Πηγή Φωτογραφίας: Διαδίκτυο//Archaeological museum of Thera to host the exhibition 'Kykladitisses'
The Thera Archaeological Museum is to be the next stop for the flagship exhibition “Kykladitisses (Cycladic Women): Untold Stories of Women in the Cyclades”, organised by the Museum of Cycladic Art and the Ministry of Culture via the Cyclades Islands Antiquities Ephorate, after the exhibition completes its current run in Athens on May 4. The exhibition will then be transferred to Santorini to inaugurate the recently renovated museum, opening on June 13, 2025.
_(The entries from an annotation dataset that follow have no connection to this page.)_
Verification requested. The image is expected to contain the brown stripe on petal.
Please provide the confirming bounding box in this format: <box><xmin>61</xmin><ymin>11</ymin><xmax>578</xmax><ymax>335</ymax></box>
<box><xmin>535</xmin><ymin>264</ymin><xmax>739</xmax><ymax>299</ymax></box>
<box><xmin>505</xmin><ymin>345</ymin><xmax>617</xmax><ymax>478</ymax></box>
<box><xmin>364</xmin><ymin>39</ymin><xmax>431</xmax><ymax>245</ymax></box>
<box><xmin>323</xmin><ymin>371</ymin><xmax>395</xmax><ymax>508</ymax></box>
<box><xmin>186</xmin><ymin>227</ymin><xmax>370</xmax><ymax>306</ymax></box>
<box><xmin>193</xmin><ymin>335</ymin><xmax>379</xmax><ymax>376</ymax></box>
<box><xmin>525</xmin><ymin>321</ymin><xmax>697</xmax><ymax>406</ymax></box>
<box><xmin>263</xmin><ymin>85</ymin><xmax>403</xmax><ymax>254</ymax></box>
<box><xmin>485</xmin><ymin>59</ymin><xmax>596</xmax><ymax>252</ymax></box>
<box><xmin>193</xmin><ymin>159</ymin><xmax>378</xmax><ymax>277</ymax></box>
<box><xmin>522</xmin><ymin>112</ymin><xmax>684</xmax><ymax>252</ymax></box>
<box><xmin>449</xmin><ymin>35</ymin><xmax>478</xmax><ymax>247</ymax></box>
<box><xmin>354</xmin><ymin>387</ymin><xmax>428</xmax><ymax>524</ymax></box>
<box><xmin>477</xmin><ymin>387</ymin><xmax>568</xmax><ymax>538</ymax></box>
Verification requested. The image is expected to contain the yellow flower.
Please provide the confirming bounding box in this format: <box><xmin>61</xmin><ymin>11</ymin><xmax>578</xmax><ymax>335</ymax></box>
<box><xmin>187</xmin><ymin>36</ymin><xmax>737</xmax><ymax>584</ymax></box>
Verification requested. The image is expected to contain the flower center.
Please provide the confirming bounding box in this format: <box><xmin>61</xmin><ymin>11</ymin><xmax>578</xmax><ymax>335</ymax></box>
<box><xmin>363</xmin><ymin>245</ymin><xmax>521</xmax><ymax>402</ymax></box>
The exhibition, co-organised with the Municipality of Thera, will open to the public on June 14 and will run until October 31, 2025, according to a culture ministry announcement. The exhibition is the first joint action of the Museum of Cycladic Art and the Ephorate of Antiquities of the Cyclades, in implementation of the Memorandum of Cooperation signed on May 17, 2024 by Culture Minister Lina Mendoni and the President and CEO of the Museum of Cycladic Art Sandra Marinopoulou, with the aim of studying, highlighting and promoting Cycladic culture in Greece and abroad.
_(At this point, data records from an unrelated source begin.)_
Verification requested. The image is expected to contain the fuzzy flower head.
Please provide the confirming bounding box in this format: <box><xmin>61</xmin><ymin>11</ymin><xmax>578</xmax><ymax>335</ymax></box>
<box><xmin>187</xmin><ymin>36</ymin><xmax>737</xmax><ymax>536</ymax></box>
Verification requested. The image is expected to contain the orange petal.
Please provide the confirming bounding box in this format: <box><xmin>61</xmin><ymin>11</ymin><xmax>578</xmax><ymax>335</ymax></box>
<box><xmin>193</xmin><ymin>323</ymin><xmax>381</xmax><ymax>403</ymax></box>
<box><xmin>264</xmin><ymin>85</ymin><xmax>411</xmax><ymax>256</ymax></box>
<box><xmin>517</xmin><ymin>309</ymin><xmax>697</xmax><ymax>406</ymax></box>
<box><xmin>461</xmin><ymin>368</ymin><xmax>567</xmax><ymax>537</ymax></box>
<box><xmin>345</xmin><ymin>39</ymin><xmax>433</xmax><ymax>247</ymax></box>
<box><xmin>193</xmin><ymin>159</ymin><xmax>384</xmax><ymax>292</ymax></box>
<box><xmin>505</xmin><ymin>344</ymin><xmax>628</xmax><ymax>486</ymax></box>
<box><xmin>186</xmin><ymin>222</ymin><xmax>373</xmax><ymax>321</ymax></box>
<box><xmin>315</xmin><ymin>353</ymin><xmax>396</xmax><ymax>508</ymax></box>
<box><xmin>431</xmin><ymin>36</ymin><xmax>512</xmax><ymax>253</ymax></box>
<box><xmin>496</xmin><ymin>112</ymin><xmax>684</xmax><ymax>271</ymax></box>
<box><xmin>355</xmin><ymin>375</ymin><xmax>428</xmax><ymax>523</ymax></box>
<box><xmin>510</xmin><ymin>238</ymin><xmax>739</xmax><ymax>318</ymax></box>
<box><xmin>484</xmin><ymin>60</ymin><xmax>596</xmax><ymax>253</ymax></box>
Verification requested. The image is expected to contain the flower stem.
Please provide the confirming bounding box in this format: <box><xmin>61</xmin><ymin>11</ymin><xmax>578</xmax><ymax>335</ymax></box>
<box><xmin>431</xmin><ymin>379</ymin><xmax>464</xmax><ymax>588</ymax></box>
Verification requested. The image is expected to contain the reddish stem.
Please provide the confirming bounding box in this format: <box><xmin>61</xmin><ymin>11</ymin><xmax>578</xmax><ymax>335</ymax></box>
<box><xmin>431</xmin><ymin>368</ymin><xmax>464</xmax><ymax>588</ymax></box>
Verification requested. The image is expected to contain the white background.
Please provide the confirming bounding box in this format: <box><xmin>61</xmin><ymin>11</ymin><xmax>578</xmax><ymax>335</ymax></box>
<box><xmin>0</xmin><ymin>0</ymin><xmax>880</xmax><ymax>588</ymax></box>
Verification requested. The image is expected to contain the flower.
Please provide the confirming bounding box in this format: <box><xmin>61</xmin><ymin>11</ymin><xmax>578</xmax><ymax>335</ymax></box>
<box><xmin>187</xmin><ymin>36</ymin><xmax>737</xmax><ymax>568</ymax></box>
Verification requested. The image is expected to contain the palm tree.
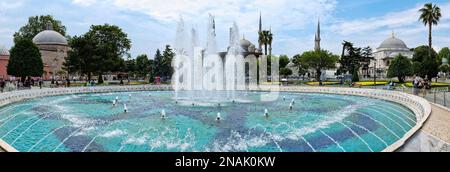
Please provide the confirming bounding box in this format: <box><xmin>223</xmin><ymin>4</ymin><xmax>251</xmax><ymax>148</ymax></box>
<box><xmin>419</xmin><ymin>3</ymin><xmax>442</xmax><ymax>57</ymax></box>
<box><xmin>258</xmin><ymin>31</ymin><xmax>267</xmax><ymax>55</ymax></box>
<box><xmin>341</xmin><ymin>40</ymin><xmax>353</xmax><ymax>58</ymax></box>
<box><xmin>267</xmin><ymin>31</ymin><xmax>273</xmax><ymax>56</ymax></box>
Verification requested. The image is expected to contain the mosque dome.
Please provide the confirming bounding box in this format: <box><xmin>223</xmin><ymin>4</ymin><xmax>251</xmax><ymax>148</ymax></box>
<box><xmin>239</xmin><ymin>38</ymin><xmax>255</xmax><ymax>52</ymax></box>
<box><xmin>33</xmin><ymin>23</ymin><xmax>68</xmax><ymax>45</ymax></box>
<box><xmin>0</xmin><ymin>45</ymin><xmax>9</xmax><ymax>56</ymax></box>
<box><xmin>378</xmin><ymin>35</ymin><xmax>409</xmax><ymax>50</ymax></box>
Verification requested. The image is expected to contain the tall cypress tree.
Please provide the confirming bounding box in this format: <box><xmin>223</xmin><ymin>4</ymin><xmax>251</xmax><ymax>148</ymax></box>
<box><xmin>7</xmin><ymin>39</ymin><xmax>44</xmax><ymax>79</ymax></box>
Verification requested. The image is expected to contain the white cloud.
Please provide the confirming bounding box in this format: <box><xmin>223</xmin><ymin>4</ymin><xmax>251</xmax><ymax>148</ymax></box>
<box><xmin>73</xmin><ymin>0</ymin><xmax>97</xmax><ymax>6</ymax></box>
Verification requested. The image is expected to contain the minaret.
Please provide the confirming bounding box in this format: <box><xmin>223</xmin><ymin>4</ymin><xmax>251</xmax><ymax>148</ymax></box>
<box><xmin>258</xmin><ymin>12</ymin><xmax>262</xmax><ymax>52</ymax></box>
<box><xmin>45</xmin><ymin>22</ymin><xmax>53</xmax><ymax>30</ymax></box>
<box><xmin>269</xmin><ymin>26</ymin><xmax>273</xmax><ymax>55</ymax></box>
<box><xmin>314</xmin><ymin>20</ymin><xmax>321</xmax><ymax>51</ymax></box>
The exhibition “Kykladitisses: Unknown Stories of Women of the Cyclades” describes history through the eyes of the women of the Cyclades islands, from antiquity until the 19th century, hosting 180 unique masterpieces from almost all the museums and archaeological collections of the islands Amorgos, Andros, Delos, Thera, Ios, Kea, Kythnos, Milos, Mykonos, Naxos, Paros, Serifos, Sikinos, Sifnos, Syros, Tinos and Folegandros. The exhibits date from early prehistory to the birth of the Greek state. It includes several unique works, most of which have never traveled outside the Cyclades or left the Museum of Cycladic Art, while some have never been presented to the public. In addition to the marble Cycladic figurines of the early Cycladic period of the Museum of Cycladic Art, the exhibition includes 135 exhibits from the collections of the Ephorate of Antiquities of the Cyclades, as well as exhibits from the Kanellopoulos Museum, the Epigraphic Museum of Athens, the Ephorate of Paleoanthropology and Speleology, important foundations and private collections.
Figurines and large-sized sculptures, vases, jewelry, coins, tombstones and inscriptions with legal texts, frescoes, mosaics, engravings, manuscripts and icons dating from prehistoric to post-Byzantine times, compose the mosaic of the exhibition. Of these exhibits, many of which could be exhibition objects in their own right, three works stand out due to their uniqueness and size: The colossal Kore from Thera (2.48 metres high), one of the few nearly intact archaic statues, the emblematic mural from Akrotiri, Santorini, depicting “Women in the Sanctuary”, a unique work of monumental dimensions (almost 4 m long), but also the Hellenistic Artemis Elaphebolos from Delos, which is being presented outside the island for the first time.